В письме этом писец Аньезе, после нескольких сбивчивых жалоб на неопределённость планов Ренцо, переходил к изложению — почти с такой же ясностью — страшной истории «известной вам особы» (он так именно и выразился); и тут же давал путаное разъяснение насчёт пятидесяти скуди; затем коснулся обета, говоря, однако, обиняками, но присоединив к этому — словами более доходчивыми и определёнными — совет успокоиться сердцем и больше об этом не думать.
Ренцо чуть было не подрался с чтецом-толкователем; он весь дрожал от негодования, придя в ужас как от того, что понял, так и — заодно уж — от того, чего понять не мог. Он заставил перечитать ему это ужасное послание три-четыре раза. То ему казалось, что он всё уже понимает гораздо лучше, а то вдруг казалось тёмным местом и то, что раньше представлялось ясным. И в этой крайней степени возбуждения он пожелал, чтобы писец немедленно взял перо в руки и написал ответ. После самых сильных, какие только можно себе представить, выражений сочувствия и ужаса по поводу приключений Лючии он продолжал диктовать: «Отпишите, не хочу я, мол, успокоиться сердцем, и никогда не успокоюсь. И нечего давать подобные советы такому парню, как я. К деньгам я и не притронусь, спрячу их и буду держать на хранении, пусть пойдут ей на приданое. А она должна быть моей, и никаких обетов я знать не хочу. Я, мол, всегда слышал, что мадонна печётся о нас и помогает обиженным, добиваясь для них милости, но чтобы она вступилась за обиду и за нарушение слова, такого мне не доводилось слышать. И этому не бывать. С такими деньгами мы сумеем наладить своё хозяйство и здесь, а если сейчас я немного запутался, — то это буря, которая скоро пронесётся мимо», — и ещё много другого в том же роде.
Аньезе получила это письмо и попросила ответить. Переписка продолжалась всё в том же духе, о чём мы уже говорили выше.
Когда мать, не знаю каким способом, дала знать Лючии, что некто жив и невредим и обо всём поставлен в известность, Лючия почувствовала большое облегчение; и у неё осталось единственное желание, чтобы он забыл её, или, если уж говорить совсем точно, чтобы он постарался её забыть.

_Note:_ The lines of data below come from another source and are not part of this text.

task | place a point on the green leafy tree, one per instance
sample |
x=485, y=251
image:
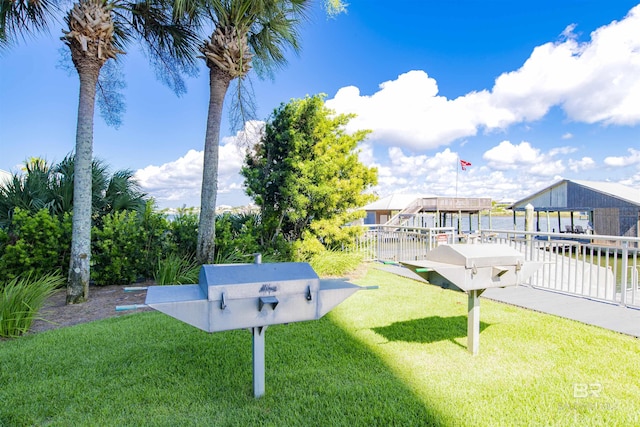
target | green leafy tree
x=245, y=33
x=305, y=174
x=41, y=185
x=34, y=244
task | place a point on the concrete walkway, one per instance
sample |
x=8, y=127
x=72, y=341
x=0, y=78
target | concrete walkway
x=610, y=316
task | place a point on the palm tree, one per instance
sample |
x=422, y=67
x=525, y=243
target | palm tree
x=245, y=31
x=97, y=31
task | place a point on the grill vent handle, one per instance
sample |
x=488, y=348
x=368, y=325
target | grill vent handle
x=270, y=300
x=223, y=304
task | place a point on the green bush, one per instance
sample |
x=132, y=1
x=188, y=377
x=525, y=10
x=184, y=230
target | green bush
x=21, y=299
x=184, y=232
x=335, y=263
x=175, y=270
x=35, y=244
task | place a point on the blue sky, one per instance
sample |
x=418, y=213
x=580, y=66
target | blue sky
x=529, y=92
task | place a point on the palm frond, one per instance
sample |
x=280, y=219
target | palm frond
x=20, y=18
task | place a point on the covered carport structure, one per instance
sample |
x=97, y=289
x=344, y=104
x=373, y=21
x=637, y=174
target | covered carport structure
x=613, y=209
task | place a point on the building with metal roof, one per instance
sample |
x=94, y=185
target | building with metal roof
x=424, y=211
x=5, y=177
x=613, y=209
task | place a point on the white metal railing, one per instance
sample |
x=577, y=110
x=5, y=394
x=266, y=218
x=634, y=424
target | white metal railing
x=599, y=267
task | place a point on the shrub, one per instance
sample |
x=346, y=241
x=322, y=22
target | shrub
x=175, y=270
x=335, y=263
x=21, y=299
x=128, y=246
x=184, y=232
x=36, y=244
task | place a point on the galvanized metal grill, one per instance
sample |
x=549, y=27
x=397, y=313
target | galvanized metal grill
x=472, y=268
x=254, y=296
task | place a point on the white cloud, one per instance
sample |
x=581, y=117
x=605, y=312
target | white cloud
x=582, y=164
x=506, y=156
x=632, y=158
x=593, y=82
x=181, y=180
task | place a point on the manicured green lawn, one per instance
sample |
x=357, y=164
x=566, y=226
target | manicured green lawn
x=392, y=356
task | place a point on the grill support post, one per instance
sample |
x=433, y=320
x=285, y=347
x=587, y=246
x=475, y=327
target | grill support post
x=473, y=321
x=258, y=359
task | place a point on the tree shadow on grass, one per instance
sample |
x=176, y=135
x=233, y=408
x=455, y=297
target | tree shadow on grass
x=428, y=330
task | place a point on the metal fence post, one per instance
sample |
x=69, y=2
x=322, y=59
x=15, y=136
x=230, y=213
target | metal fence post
x=623, y=273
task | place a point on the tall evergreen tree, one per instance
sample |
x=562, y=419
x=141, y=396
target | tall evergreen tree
x=306, y=171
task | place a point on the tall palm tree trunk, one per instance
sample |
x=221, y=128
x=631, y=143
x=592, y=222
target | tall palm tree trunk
x=218, y=84
x=78, y=285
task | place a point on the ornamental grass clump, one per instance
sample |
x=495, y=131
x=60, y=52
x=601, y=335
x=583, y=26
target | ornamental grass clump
x=176, y=270
x=20, y=300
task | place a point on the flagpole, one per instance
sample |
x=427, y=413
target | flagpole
x=457, y=171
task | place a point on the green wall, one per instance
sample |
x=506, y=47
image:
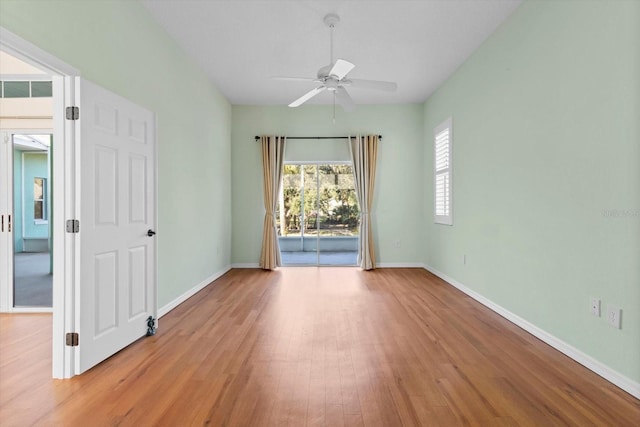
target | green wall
x=117, y=45
x=546, y=150
x=397, y=212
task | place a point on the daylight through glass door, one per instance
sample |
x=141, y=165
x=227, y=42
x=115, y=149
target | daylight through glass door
x=318, y=215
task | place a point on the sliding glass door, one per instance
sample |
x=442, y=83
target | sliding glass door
x=318, y=215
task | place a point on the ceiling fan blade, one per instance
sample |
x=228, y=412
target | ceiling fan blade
x=295, y=79
x=307, y=96
x=373, y=84
x=341, y=68
x=344, y=100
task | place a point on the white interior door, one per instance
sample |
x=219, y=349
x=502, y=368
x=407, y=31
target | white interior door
x=117, y=287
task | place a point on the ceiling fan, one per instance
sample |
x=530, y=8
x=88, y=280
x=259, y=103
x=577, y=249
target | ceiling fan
x=333, y=78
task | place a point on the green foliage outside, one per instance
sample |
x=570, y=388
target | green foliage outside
x=329, y=199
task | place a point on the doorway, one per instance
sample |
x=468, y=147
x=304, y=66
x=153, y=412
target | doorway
x=27, y=190
x=26, y=133
x=318, y=215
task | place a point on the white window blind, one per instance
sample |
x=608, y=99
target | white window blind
x=442, y=172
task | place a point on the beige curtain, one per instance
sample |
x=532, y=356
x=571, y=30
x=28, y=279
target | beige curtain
x=272, y=165
x=364, y=152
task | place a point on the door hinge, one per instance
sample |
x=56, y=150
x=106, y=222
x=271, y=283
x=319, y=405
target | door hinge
x=73, y=226
x=73, y=113
x=72, y=339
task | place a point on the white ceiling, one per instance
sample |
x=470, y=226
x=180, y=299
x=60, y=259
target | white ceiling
x=242, y=43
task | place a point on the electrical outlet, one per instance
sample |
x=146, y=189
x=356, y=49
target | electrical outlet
x=614, y=315
x=595, y=307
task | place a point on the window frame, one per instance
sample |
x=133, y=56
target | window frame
x=445, y=172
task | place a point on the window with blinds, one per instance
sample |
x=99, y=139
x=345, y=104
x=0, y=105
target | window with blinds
x=442, y=173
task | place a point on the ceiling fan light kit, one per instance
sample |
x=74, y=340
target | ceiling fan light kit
x=333, y=77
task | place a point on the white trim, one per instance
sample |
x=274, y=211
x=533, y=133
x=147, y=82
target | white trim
x=31, y=310
x=245, y=265
x=63, y=251
x=191, y=292
x=399, y=265
x=614, y=377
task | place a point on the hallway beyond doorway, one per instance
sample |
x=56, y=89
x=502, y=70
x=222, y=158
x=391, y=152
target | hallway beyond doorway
x=33, y=280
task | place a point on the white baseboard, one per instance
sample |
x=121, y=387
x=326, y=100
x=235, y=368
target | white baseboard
x=245, y=265
x=191, y=292
x=399, y=265
x=626, y=384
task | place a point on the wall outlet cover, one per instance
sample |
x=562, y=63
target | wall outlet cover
x=614, y=315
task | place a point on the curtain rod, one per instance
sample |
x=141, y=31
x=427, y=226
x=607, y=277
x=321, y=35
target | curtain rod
x=318, y=137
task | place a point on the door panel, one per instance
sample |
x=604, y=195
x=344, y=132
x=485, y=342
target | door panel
x=117, y=192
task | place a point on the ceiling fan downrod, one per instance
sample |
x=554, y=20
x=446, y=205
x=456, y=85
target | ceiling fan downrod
x=331, y=20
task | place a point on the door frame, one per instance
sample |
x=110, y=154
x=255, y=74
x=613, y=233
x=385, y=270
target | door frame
x=7, y=290
x=317, y=164
x=64, y=173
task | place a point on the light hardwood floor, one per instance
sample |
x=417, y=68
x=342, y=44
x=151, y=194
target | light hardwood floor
x=317, y=347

Со своей стороны она сто раз в день принимала такое же решение относительно Ренцо и прибегала к разным уловкам, чтобы только его выполнить. Она прилежно отдавалась работе, стараясь целиком уйти в неё, а когда образ Ренцо вставал перед нею, она принималась повторять про себя или напевать молитвы. Но образ этот словно обладал каким-то лукавством: он никогда не появлялся открыто, а почти всегда тайком, под прикрытием других образов, так что сознание обнаруживало его только тогда, когда он уже долгое время там пребывал. Мысли Лючии часто возвращались к матери, да и могло ли быть иначе? И воображаемый Ренцо потихоньку подкрадывался к ней третьим, так же, как он на самом деле не раз делал в прошлом. Так, вместе со всеми другими лицами, повсюду, во всех воспоминаниях прошлого, неизменно появлялся Ренцо. И если иной раз бедная девушка позволяла себе немного помечтать о будущем, то и тут он заявлял о себе, хотя бы для того, чтобы только сказать: «А ведь меня там не будет». И однако, если она не могла забыть его окончательно, то всё же ей до некоторой степени удалось думать о нём меньше и не так упорно, чем того желало её сердце. Пожалуй, это удалось бы ей ещё больше, если бы этого хотелось только ей одной. Но на беду тут была донна Прасседе, которая, целиком увлёкшись задачей вырвать Ренцо из сердца Лючии, не находила для этого лучшего средства, как почаще говорить о нём.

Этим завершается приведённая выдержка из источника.